La novità assoluta viene dai “martoriati” Fratelli d’Italia che dopo aver visto perdere i primi due eletti in provincia di Reggio Calabria per un’indagine di voto di scambio ottengono l’assessorato al turismo. Il nome è quello di Fausto Orsomarso ex FI, per due volte consigliere regionale, in queste elezioni decide di non presentarsi per entrare dalla porta di servizio alla cittadella regionale. Amico dichiarato di Scopelliti ed ex fedelissimo è passato con i meloniani dopo una breve militanza nel NCD di Alfano.

All’Agricoltura e Welfare invece, va Gianluca Gallo enfant prodige della politica nostrana due mandati da sindaco di Cassano allo Jonio, consigliere regionale nel 2010 e nel 2017 dopo aver vinto una battaglia legale contro Giuseppe Graziano.

Si può dire che la Santelli dopo la campagna elettorale in cui la parola d’ordine è stata “rinnovamento” e le prime due nomine di Ultimo e della Savaglio, non poteva disattendere in maniera peggiore le aspettative e le promesse da campagna elettorale. Soprattutto dopo 50 giorni di scandali ed emergenza è venuta fuori la solita minestra riscaldata dal fuoco delle peggiori trattative politiche. Vecchie facce a cui si sono affiancati i leghisti che per disposizione del leader Salvini hanno “visto” mettere da parte i propri eletti locali lasciando le redini del gioco alle due guardie nordiche che gli ha affibbiato. Infatti sembra proprio che l’anima calabrese sia totalmente in contrasto e ridotta alla mercè decisionale del Segretario Regionale Invernizzi (il bergamasco) e del suo braccio destro il “vice responsabile nazionale degli Enti locali” Walter Rauti, che da come si evince da molte voci di corridoio nella Lega conoscono solo al di sopra del Po, forse.

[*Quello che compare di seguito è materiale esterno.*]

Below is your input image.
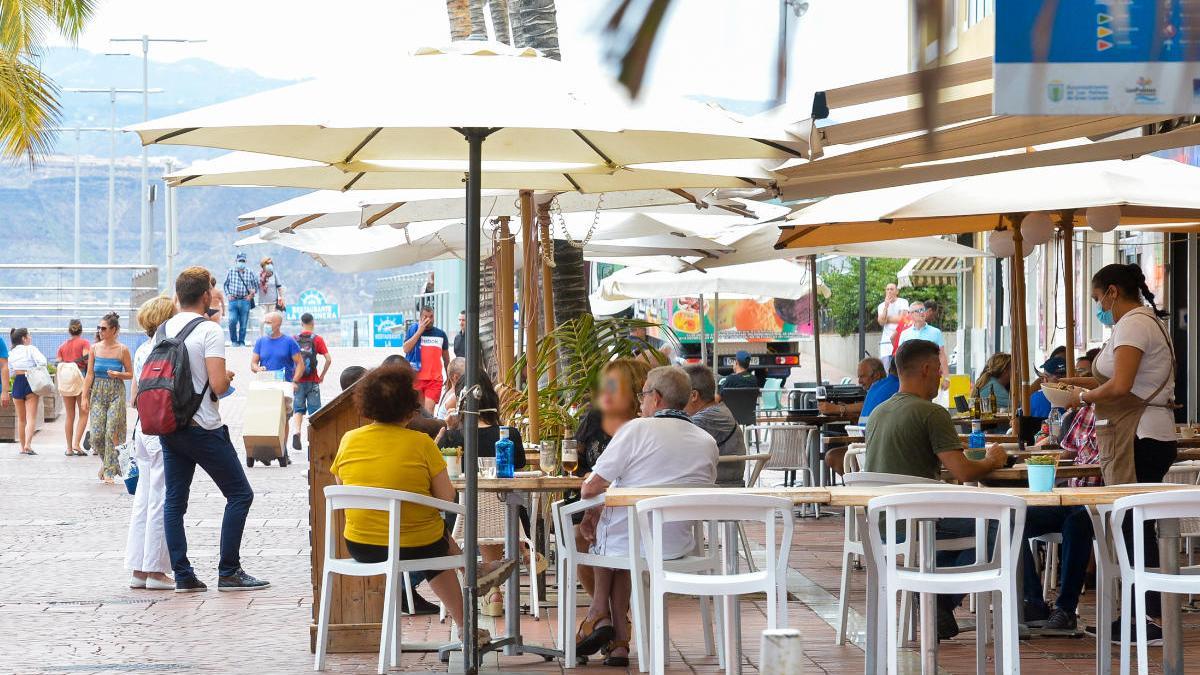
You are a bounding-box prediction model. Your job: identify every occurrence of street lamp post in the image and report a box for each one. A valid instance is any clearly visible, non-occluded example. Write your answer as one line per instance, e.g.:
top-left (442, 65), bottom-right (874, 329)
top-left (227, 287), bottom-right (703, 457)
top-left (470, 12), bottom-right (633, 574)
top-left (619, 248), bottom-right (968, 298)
top-left (109, 35), bottom-right (204, 264)
top-left (64, 86), bottom-right (162, 299)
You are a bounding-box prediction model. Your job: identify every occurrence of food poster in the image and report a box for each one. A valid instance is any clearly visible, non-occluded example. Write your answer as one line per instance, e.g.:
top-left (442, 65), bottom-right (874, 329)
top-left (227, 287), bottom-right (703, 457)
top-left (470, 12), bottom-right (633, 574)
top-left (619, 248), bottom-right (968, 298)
top-left (662, 295), bottom-right (812, 342)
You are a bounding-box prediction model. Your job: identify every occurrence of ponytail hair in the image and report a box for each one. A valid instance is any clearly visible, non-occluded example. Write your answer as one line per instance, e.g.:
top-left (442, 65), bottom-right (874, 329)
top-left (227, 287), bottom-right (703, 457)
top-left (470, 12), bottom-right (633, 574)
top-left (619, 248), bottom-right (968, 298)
top-left (1092, 263), bottom-right (1166, 318)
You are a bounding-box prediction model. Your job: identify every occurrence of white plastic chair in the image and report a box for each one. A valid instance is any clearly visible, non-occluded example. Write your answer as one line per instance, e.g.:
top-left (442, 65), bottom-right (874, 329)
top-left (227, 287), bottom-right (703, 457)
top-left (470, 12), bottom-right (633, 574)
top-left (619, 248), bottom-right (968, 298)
top-left (637, 494), bottom-right (792, 675)
top-left (866, 489), bottom-right (1025, 675)
top-left (1109, 490), bottom-right (1200, 675)
top-left (552, 495), bottom-right (725, 673)
top-left (313, 485), bottom-right (466, 674)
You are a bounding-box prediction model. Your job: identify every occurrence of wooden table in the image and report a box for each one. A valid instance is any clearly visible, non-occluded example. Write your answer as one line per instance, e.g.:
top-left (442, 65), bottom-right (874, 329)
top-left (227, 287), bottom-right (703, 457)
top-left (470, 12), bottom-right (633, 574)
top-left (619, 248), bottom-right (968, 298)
top-left (605, 484), bottom-right (1192, 675)
top-left (450, 476), bottom-right (583, 659)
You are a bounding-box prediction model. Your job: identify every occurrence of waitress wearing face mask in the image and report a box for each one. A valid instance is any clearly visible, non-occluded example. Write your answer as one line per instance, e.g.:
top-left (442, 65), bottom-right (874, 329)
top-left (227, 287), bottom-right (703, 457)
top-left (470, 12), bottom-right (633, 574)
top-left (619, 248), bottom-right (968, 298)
top-left (1063, 264), bottom-right (1178, 629)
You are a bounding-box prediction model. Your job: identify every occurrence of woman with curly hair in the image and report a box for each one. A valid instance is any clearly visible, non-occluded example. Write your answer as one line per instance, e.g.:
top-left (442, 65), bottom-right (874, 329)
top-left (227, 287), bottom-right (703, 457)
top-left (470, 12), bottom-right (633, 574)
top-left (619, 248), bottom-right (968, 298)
top-left (330, 365), bottom-right (514, 641)
top-left (83, 312), bottom-right (133, 485)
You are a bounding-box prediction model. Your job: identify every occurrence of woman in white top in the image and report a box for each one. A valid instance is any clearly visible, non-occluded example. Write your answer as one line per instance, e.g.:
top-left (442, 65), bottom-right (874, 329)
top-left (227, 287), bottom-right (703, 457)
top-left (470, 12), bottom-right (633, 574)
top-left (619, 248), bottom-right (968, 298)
top-left (8, 328), bottom-right (46, 455)
top-left (1063, 264), bottom-right (1178, 617)
top-left (125, 295), bottom-right (176, 591)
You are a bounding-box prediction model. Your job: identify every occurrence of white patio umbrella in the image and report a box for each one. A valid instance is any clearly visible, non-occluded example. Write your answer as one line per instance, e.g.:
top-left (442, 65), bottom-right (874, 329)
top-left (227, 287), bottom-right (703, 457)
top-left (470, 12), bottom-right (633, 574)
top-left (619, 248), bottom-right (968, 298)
top-left (132, 43), bottom-right (806, 671)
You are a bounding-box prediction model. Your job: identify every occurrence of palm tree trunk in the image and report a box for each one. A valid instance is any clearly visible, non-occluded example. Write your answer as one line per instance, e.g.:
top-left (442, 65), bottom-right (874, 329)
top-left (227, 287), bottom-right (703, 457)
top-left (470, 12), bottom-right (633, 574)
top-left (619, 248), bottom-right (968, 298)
top-left (446, 0), bottom-right (487, 41)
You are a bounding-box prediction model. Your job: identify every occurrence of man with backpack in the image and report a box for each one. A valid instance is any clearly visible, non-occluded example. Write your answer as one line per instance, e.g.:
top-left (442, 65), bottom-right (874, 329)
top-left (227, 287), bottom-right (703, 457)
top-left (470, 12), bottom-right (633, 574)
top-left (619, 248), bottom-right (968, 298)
top-left (292, 312), bottom-right (334, 450)
top-left (152, 267), bottom-right (270, 593)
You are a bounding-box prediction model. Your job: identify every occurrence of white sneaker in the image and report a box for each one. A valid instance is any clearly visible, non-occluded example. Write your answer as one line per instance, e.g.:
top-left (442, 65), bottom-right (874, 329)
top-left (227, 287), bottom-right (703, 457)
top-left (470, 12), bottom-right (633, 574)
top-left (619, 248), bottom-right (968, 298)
top-left (145, 577), bottom-right (175, 591)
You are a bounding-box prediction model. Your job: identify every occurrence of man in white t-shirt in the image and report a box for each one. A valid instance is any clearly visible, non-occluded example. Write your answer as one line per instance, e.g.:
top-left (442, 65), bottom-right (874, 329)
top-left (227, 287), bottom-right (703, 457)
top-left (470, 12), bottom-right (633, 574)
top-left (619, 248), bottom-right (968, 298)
top-left (577, 366), bottom-right (720, 665)
top-left (875, 283), bottom-right (908, 370)
top-left (160, 267), bottom-right (270, 593)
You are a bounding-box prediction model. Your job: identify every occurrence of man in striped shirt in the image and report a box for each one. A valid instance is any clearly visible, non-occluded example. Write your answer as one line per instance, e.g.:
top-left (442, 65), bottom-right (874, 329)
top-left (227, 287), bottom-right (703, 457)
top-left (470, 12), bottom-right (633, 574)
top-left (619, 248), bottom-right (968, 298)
top-left (222, 253), bottom-right (258, 347)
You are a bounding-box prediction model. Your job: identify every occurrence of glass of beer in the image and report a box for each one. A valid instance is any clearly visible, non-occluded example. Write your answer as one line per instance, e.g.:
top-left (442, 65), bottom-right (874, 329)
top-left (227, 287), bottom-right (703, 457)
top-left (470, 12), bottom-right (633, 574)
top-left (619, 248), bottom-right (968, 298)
top-left (563, 440), bottom-right (580, 477)
top-left (538, 441), bottom-right (558, 476)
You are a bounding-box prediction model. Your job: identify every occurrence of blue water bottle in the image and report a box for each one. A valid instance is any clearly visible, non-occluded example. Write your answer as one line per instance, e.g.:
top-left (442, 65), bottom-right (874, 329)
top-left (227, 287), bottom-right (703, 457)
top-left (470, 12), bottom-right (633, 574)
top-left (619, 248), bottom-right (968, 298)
top-left (967, 422), bottom-right (988, 459)
top-left (496, 426), bottom-right (512, 478)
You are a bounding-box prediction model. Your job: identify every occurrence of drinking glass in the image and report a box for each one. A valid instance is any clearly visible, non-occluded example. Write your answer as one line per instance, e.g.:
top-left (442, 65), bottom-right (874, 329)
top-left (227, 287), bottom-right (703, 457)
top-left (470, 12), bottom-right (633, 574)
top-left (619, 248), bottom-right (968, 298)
top-left (563, 441), bottom-right (580, 478)
top-left (538, 441), bottom-right (558, 476)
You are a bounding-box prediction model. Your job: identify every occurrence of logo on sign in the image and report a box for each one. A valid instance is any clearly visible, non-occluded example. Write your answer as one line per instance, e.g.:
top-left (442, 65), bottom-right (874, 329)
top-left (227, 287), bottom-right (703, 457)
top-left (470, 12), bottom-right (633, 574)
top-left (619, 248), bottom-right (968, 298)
top-left (1126, 76), bottom-right (1160, 103)
top-left (1046, 79), bottom-right (1067, 103)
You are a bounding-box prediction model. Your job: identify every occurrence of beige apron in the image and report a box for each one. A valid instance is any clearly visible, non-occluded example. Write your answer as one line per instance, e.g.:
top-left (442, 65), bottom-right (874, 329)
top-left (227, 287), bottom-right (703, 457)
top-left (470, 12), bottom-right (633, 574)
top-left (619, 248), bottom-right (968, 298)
top-left (1092, 309), bottom-right (1175, 485)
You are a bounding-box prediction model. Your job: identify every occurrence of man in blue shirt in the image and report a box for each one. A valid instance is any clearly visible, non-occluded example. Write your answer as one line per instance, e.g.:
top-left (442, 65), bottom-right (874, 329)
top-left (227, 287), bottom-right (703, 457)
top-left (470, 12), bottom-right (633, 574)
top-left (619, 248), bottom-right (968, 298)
top-left (858, 359), bottom-right (900, 424)
top-left (899, 300), bottom-right (950, 389)
top-left (250, 312), bottom-right (304, 383)
top-left (1030, 357), bottom-right (1067, 419)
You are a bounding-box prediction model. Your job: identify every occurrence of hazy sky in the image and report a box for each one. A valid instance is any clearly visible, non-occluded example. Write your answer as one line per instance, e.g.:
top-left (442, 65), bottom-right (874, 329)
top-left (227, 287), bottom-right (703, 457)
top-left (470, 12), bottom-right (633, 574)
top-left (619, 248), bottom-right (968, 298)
top-left (56, 0), bottom-right (907, 107)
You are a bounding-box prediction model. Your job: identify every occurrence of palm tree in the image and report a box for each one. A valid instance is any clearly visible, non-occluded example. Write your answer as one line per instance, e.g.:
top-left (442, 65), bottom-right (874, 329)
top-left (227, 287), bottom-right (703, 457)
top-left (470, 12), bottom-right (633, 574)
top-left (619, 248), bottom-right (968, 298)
top-left (0, 0), bottom-right (92, 163)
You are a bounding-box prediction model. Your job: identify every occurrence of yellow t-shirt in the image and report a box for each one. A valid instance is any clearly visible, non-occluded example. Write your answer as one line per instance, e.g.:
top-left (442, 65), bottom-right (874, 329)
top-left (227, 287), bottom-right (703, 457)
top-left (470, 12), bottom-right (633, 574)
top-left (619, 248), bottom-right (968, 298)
top-left (330, 424), bottom-right (446, 546)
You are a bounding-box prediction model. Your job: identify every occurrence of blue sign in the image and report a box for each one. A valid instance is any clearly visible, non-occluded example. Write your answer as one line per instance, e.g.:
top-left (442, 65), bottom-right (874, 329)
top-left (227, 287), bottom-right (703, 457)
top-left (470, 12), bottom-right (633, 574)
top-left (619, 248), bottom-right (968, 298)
top-left (288, 289), bottom-right (340, 321)
top-left (371, 313), bottom-right (404, 350)
top-left (992, 0), bottom-right (1200, 115)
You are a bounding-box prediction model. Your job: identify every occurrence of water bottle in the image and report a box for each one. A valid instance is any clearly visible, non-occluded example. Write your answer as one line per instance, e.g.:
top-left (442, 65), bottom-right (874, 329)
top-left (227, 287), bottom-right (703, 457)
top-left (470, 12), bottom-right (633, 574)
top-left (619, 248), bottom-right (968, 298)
top-left (967, 422), bottom-right (988, 450)
top-left (496, 426), bottom-right (514, 478)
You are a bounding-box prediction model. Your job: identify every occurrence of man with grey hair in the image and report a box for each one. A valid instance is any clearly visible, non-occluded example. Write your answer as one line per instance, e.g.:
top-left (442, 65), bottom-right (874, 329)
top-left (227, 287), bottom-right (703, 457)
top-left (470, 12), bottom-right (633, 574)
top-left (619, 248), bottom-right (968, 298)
top-left (577, 365), bottom-right (719, 665)
top-left (683, 363), bottom-right (746, 488)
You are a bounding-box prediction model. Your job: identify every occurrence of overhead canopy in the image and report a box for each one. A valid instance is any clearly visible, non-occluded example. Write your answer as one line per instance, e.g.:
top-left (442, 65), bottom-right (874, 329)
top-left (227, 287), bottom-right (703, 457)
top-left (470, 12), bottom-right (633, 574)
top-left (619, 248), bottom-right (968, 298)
top-left (598, 261), bottom-right (828, 300)
top-left (776, 58), bottom-right (1200, 199)
top-left (776, 157), bottom-right (1200, 249)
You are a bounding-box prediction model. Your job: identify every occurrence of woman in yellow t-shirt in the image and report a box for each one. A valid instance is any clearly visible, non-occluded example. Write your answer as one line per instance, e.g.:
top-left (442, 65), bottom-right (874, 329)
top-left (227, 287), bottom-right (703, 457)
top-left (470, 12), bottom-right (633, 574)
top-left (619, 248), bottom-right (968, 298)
top-left (330, 366), bottom-right (514, 640)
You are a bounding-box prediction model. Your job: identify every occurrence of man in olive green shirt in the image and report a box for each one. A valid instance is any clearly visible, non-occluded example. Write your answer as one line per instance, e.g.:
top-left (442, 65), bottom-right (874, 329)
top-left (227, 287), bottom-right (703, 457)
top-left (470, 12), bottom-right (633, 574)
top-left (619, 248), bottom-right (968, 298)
top-left (866, 340), bottom-right (1008, 639)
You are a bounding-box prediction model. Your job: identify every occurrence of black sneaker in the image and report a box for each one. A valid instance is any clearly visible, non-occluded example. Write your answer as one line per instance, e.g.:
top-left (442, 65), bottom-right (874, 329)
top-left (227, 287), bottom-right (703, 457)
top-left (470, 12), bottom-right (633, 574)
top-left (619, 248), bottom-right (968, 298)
top-left (1042, 607), bottom-right (1079, 631)
top-left (175, 577), bottom-right (209, 593)
top-left (217, 567), bottom-right (271, 591)
top-left (1084, 619), bottom-right (1163, 647)
top-left (937, 607), bottom-right (959, 640)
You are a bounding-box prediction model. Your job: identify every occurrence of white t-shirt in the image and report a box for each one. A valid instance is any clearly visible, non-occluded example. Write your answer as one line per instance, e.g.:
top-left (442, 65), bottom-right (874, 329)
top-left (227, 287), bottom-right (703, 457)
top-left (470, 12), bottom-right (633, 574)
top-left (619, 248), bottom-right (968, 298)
top-left (1092, 307), bottom-right (1178, 441)
top-left (592, 417), bottom-right (720, 558)
top-left (875, 298), bottom-right (908, 343)
top-left (159, 312), bottom-right (224, 430)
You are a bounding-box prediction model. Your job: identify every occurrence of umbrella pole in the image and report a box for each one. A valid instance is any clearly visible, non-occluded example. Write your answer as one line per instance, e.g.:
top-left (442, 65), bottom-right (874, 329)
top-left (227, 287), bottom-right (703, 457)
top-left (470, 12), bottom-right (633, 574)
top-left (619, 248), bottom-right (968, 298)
top-left (538, 204), bottom-right (558, 387)
top-left (1060, 211), bottom-right (1075, 377)
top-left (521, 190), bottom-right (541, 443)
top-left (809, 255), bottom-right (822, 387)
top-left (461, 127), bottom-right (493, 674)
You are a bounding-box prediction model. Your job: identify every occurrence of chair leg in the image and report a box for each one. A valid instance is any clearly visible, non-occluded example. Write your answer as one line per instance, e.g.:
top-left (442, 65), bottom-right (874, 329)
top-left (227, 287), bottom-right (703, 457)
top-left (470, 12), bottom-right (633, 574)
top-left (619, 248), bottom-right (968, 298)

Pare, insomma, che ancora una volta, e più del solito, dall’interno delle nostre case, delle nostre quattro mura… avremo bisogno di tanta e tanta pazienza.

Di Domenico Benedetto D'Agostino

Sono nato nei giorni della Merla, ventinove anni fa a Lamezia Terme. Studio ciò che mi appassiona, Storia delle Religioni, Beni Culturali, Arte e Archeologia e, citando Calvino: "Scrivo perché sono insoddisfatto di quel che ho già scritto e vorrei in qualche modo correggerlo, completarlo, proporre un’alternativa".